Tragedia en Villa Gesell: La muerte de una tortuga laúd
Rescate fallido de un ejemplar herido
Un impactante suceso tuvo lugar en Villa Gesell, donde un ejemplar de tortuga laúd, la especie más grande del mundo, fue encontrado gravemente herido. Este martes,el animal apareció en la costa bonaerense y fue rápidamente rescatado por un grupo de personas que se encontraban disfrutando del feriado. A pesar de los esfuerzos realizados para salvarla, lamentablemente falleció al día siguiente.
Durante el último día del fin de semana largo, cientos de visitantes estaban en las playas cuando algunos notaron algo inusual entre las olas: una tortuga gigante luchando contra la corriente. Al acercarse, se dieron cuenta que el animal estaba herido y necesitaba ayuda urgente.
El rescate comenzó casi inmediatamente. Los testigos alertaron a los guardavidas locales, quienes contactaron a los guardaparques de la Fundación Mundo Marino para coordinar el operativo. También intervinieron agentes de la Prefectura Naval Argentina (PNA) para facilitar el proceso.
Una vez lograda su evacuación desde las olas hasta la orilla, una veterinaria proporcionó atención inicial al animal. La tortuga presentaba lesiones severas alrededor de una aleta y era evidente que requería atención médica especializada.
Atención médica y diagnóstico crítico
La tortuga pertenecía a la especie Dermochelys coriacea y mostraba heridas graves que comprometían su salud. Tras evaluar su estado crítico, se decidió trasladarla al centro rehabilitador administrado por la fundación con el objetivo de estabilizarla y tratar sus lesiones; este es un procedimiento estándar cuando se encuentra fauna marina en peligro.
Al llegar al centro médico especializado, los veterinarios confirmaron que las heridas eran severas e incluían necrosis avanzada en gran parte del tejido afectado.
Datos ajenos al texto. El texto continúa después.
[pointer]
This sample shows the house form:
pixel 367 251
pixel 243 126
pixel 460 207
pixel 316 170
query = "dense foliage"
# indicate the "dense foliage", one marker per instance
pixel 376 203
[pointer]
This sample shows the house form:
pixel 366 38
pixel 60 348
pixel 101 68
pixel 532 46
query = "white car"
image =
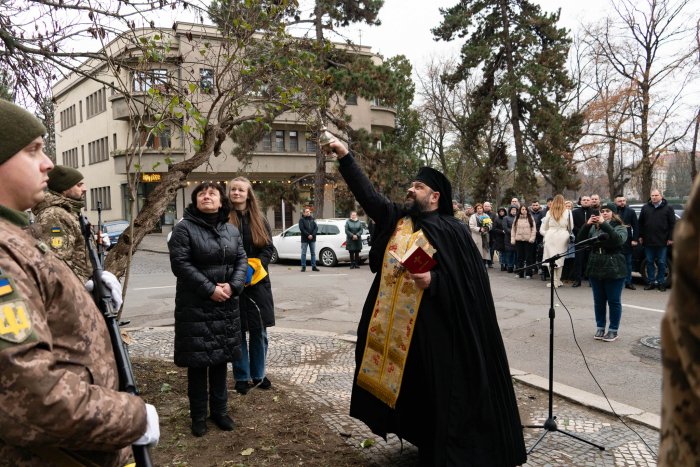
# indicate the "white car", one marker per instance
pixel 330 243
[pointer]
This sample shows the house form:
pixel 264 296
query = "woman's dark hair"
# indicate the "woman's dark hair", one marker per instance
pixel 225 208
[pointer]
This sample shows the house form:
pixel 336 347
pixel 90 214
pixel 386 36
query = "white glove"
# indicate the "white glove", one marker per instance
pixel 113 284
pixel 150 438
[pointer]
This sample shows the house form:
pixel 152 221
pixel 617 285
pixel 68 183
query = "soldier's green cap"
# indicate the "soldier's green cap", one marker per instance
pixel 18 128
pixel 61 178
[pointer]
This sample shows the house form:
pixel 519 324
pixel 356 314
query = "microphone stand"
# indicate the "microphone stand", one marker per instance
pixel 550 425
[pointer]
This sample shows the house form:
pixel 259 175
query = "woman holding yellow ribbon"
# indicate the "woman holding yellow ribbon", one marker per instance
pixel 430 361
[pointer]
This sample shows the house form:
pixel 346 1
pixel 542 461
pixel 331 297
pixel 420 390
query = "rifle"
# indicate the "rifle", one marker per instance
pixel 103 300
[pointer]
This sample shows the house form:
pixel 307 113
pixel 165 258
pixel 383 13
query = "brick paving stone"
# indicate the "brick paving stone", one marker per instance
pixel 323 368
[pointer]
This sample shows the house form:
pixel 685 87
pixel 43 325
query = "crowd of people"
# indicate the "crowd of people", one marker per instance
pixel 521 237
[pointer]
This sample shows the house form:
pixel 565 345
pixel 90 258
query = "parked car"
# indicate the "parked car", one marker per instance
pixel 639 260
pixel 114 230
pixel 330 243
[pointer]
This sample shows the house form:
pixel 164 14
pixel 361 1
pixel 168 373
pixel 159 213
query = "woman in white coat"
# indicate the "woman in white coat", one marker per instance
pixel 556 229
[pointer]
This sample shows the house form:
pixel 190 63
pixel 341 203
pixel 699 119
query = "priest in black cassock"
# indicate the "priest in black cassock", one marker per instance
pixel 430 361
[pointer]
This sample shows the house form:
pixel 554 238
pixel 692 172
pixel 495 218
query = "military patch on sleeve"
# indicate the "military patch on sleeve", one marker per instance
pixel 57 240
pixel 16 325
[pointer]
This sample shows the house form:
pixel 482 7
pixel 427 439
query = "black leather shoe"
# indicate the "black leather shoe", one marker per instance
pixel 610 336
pixel 199 427
pixel 223 421
pixel 264 384
pixel 242 387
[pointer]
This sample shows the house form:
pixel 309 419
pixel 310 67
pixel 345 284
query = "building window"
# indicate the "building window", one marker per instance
pixel 104 195
pixel 206 81
pixel 279 140
pixel 68 118
pixel 95 103
pixel 98 151
pixel 151 79
pixel 310 143
pixel 70 158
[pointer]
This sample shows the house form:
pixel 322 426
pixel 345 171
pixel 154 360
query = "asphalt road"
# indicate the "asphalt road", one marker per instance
pixel 332 300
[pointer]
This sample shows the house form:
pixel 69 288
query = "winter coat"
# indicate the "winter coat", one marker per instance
pixel 498 234
pixel 481 240
pixel 523 232
pixel 656 224
pixel 556 235
pixel 308 226
pixel 353 228
pixel 539 217
pixel 256 303
pixel 508 227
pixel 606 260
pixel 581 216
pixel 207 333
pixel 629 217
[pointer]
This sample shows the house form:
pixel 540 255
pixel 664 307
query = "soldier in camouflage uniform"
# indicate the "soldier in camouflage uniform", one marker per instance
pixel 57 219
pixel 59 393
pixel 680 343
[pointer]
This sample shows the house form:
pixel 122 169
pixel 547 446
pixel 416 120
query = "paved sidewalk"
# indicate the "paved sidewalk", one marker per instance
pixel 322 368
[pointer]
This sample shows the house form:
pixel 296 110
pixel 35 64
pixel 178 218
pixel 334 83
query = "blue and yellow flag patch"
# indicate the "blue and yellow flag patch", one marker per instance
pixel 5 287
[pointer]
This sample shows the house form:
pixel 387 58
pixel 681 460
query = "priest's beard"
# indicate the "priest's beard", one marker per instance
pixel 414 207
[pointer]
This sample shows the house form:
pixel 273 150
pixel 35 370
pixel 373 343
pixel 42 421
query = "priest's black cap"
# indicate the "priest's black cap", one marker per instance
pixel 437 181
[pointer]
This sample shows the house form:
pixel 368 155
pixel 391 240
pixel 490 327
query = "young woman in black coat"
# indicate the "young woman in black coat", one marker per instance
pixel 257 305
pixel 208 259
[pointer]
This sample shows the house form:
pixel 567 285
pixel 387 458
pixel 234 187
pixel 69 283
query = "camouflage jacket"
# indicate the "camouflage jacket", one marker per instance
pixel 58 377
pixel 56 223
pixel 680 343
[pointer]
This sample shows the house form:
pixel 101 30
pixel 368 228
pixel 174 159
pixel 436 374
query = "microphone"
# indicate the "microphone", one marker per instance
pixel 592 241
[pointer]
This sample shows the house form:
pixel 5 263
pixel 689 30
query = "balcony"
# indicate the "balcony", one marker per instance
pixel 383 118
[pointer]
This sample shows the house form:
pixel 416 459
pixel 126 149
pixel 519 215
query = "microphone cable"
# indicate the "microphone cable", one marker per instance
pixel 596 381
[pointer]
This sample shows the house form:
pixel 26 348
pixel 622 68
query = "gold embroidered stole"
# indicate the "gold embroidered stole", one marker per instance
pixel 393 320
Aunque no pudieron determinar inmediatamente las causas exactas del daño sufrido por el animal durante su evaluación inicial.
«Gracias al esfuerzo colectivo logramos llevar al animal hacia tierra firme para evaluar sus lesiones», comentaron representantes de Fundación Mundo Marino horas después del rescate mientras compartían imágenes que ya circulaban ampliamente en redes sociales.
Desafortunadamente, durante la mañana siguiente (miércoles), se reportó un deterioro significativo en su condición clínica. «A pesar del arduo trabajo realizado por nuestro equipo médico durante todo el día anterior, no pudimos estabilizarla y lamentablemente falleció esta mañana», informaron desde la fundación con profundo pesar.
Características únicas e importancia ecológica
La tortuga hallada era un ejemplar emblemático dentro del ecosistema marino: como mencionamos anteriormente es conocida como tortuga baula o cuero debido a su caparazón blando —a diferencia del caparazón óseo presente en otras especies— lo cual le confiere características únicas adaptativas frente a diferentes entornos marinos.
En promedio estas criaturas pueden alcanzar longitudes cercanas a 2.3 metros y pesos alrededor 600 kilos; sin embargo hay registros excepcionales donde machos han llegado casi hasta una tonelada. Sus extremidades son notablemente grandes; algunas pueden medir hasta 2.7 metros entre puntas lo cual les permite nadar eficientemente largas distancias buscando alimento como medusas o crustáceos —pueden consumir hasta 50 medusas diarias— lo cual es crucial para mantener equilibrados los ecosistemas marinos donde habitan.
Las poblaciones reproductivas suelen encontrarse dispersadas globalmente gracias a su capacidad única para regular temperatura corporal permitiéndoles habitar aguas más frías comparadas con otras especies menos adaptables; sin embargo predominan principalmente entre Maine (EE.UU.) hasta Uruguay donde confluyen ríos importantes con océanos abiertos como ocurrió trágicamente este martes pasado cuando esta noble criatura encontró su final cerca de nuestras costas argentinas.